Personal information
- Place of birth: Scotland
- Position(s): Right Back / Right Half

Senior career*
- Years: Team / Apps / (Gls)
- 1913–1920: Bethlehem Steel
- 1921: Robins Dry Dock
- 1921–1922: Todd Shipyards / 20 / (7)
- 1922–1923: New York Field Club / 5 / (2)
- 1924–1925: Philadelphia Field Club / 2 / (0)

= George McKelvey (soccer) =

Scottish-American soccer player

George McKelvey, also spelled McKelvie, (born Scotland) was a Scottish-American soccer player who spent his entire professional career in the United States.

==Playing career==
The first record of McKelvey playing professionally comes in 1913 when he is listed with Bethlehem Steel of the amateur Allied American Football Association. He remained with Bethlehem until 1921, when he scored a goal for Brooklyn Robins Dry Dock in the team's 4–2 victory over St. Louis Scullin Steel F.C. in the 1921 National Challenge Cup. During his years with Bethlehem Steel, McKelvey played both right half and right fullback, at times filling in on the front line as right wing when injuries plagued the team. On April 19, 1919, he scored the first Bethlehem goal in its 2–0 victory over Paterson F.C. in the 1919 National Challenge Cup. In addition to the two cups mentioned, McKelvey was part of the winning team in the 1915, 1916, and 1918 National Challenge Cups. He also won five American Cup titles with Bethlehem during this period. In 1921, Todd Shipyards, owner of Tebo Yacht Basin and Robins Dry Dock, merged the teams sponsored by these companies into one club, Todd Shipyards and entered it into the newly established American Soccer League. McKelvey spent one season with Todd Shipyards which folded in 1922. He then moved to New York Field Club for the 1922–1923 season, but saw time in only five games.
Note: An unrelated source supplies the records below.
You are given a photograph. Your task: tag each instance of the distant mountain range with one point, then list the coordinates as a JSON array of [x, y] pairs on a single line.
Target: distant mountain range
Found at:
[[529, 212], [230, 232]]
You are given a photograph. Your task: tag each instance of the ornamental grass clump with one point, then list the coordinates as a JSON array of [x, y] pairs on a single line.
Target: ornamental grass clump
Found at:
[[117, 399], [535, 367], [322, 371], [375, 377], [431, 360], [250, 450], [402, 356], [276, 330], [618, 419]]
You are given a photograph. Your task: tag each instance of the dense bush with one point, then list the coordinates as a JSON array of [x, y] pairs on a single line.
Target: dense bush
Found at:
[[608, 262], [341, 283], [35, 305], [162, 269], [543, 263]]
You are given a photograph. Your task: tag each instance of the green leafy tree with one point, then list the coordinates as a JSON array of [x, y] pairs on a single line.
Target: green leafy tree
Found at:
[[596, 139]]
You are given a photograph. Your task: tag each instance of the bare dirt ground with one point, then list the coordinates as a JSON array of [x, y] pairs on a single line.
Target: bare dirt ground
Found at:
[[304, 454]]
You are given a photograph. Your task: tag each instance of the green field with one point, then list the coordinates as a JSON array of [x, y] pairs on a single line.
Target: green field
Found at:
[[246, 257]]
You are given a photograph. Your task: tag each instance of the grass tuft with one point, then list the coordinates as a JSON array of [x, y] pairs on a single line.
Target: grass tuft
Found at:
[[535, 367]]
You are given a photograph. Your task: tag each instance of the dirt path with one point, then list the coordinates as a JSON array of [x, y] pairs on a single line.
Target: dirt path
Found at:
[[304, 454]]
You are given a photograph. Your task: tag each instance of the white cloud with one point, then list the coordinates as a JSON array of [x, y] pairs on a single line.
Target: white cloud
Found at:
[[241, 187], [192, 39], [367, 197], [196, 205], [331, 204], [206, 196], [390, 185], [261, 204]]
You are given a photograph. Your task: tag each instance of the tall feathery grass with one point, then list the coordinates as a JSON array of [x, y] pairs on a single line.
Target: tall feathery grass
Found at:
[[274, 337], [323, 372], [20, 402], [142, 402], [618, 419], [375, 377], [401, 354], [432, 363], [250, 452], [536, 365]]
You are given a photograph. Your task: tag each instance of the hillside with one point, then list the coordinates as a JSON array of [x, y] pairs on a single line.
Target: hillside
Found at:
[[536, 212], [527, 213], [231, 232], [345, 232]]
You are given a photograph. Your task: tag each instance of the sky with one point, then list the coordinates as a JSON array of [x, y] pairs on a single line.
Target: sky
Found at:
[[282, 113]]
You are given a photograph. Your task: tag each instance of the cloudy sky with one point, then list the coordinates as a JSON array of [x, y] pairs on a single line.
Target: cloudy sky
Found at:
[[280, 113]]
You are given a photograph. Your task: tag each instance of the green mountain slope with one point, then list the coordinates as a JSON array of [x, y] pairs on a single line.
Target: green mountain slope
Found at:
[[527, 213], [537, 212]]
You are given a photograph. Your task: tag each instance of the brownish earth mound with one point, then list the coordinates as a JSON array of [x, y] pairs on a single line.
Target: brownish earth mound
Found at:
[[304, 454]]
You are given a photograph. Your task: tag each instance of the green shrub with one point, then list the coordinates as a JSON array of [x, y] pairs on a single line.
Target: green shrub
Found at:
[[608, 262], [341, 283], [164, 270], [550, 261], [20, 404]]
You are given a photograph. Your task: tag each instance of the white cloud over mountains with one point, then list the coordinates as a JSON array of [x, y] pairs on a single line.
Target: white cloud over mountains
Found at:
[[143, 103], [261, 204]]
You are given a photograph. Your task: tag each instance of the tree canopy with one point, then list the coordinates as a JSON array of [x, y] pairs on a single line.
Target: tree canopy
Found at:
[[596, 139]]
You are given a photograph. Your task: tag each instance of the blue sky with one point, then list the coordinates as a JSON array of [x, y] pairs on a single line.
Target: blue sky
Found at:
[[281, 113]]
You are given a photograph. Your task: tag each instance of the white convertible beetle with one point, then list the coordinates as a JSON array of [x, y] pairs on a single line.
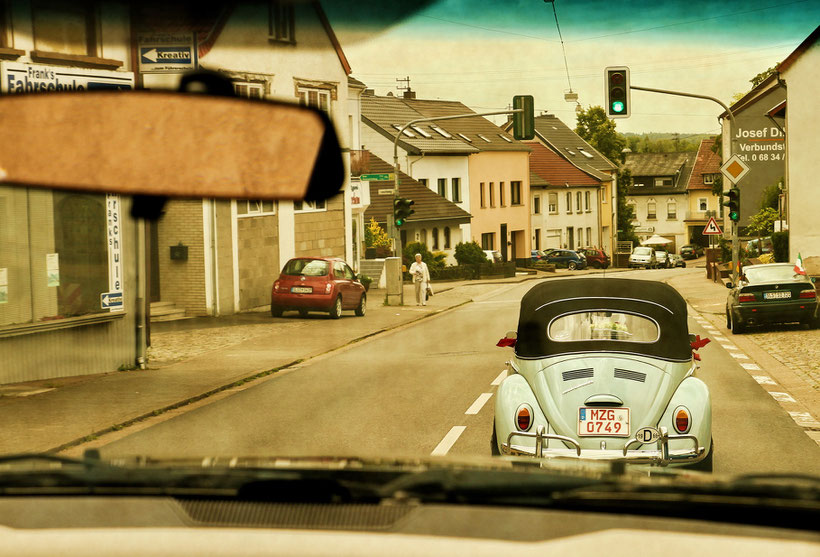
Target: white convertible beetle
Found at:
[[604, 370]]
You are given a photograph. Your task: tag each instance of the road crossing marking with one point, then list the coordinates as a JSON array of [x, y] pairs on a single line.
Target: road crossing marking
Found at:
[[449, 440], [479, 403], [781, 397]]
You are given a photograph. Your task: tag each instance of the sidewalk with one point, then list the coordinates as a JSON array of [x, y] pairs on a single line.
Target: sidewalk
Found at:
[[197, 358]]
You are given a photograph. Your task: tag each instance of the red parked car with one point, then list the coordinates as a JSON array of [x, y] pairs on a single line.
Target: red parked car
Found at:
[[596, 257], [317, 284]]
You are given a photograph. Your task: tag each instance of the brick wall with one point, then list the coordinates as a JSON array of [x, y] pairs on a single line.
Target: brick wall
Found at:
[[183, 282], [322, 233], [259, 264]]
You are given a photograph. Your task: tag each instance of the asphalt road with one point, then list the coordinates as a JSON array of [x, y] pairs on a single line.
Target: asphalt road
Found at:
[[429, 387]]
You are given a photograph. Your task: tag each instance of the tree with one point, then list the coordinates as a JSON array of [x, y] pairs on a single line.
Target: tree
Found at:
[[469, 253]]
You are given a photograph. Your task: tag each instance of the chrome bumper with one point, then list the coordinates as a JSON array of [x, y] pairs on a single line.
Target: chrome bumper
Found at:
[[662, 456]]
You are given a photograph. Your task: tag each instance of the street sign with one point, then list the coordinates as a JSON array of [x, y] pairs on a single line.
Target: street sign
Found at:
[[378, 177], [167, 52], [712, 228], [734, 169], [111, 300]]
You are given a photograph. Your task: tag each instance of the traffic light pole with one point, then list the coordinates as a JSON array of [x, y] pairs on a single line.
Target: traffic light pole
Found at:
[[735, 240], [397, 232]]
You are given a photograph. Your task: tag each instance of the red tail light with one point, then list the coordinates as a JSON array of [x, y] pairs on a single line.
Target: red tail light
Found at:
[[523, 417], [682, 420]]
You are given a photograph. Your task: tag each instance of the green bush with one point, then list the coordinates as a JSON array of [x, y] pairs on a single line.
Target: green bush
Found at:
[[469, 253], [780, 246]]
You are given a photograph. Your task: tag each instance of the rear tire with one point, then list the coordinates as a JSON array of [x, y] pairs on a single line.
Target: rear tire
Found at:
[[336, 308], [362, 309]]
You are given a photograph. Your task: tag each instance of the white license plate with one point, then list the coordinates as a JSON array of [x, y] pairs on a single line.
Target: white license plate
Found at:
[[603, 422]]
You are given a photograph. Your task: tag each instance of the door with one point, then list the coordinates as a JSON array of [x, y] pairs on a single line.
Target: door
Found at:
[[503, 242]]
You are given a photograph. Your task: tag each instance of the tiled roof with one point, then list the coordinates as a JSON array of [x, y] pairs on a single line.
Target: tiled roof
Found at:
[[676, 165], [481, 134], [564, 140], [384, 113], [428, 205], [556, 170], [707, 162]]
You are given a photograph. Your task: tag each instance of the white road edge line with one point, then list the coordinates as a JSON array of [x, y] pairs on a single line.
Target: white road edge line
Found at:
[[449, 440], [479, 403]]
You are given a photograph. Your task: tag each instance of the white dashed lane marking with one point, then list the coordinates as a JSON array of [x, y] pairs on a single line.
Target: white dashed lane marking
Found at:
[[449, 440], [479, 403]]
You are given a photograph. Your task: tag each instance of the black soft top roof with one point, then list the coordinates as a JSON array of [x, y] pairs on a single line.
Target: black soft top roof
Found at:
[[656, 300]]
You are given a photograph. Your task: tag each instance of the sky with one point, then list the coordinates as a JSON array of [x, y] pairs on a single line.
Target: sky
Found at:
[[482, 52]]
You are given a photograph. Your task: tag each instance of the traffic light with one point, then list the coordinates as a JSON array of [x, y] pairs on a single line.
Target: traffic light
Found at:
[[733, 203], [616, 87], [524, 122], [402, 209]]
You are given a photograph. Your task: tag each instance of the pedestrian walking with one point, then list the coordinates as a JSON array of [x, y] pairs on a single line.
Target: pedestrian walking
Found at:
[[421, 279]]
He is not listed with any ASL teams in 1923–1924, but played two games with Philadelphia Field Club during the 1924–1925 season.

==Possible other teams==
One newspaper article from 1918 mention McKelvey as having played for Disston A.A., but no records exist to substantiate this claim. Another article from 1921 claims McKelvey played for Tebo Yacht Basin F.C. before moving to Todd Shipyards, but the reporter may have been confused between the two teams which merged to form Todd Shipyards.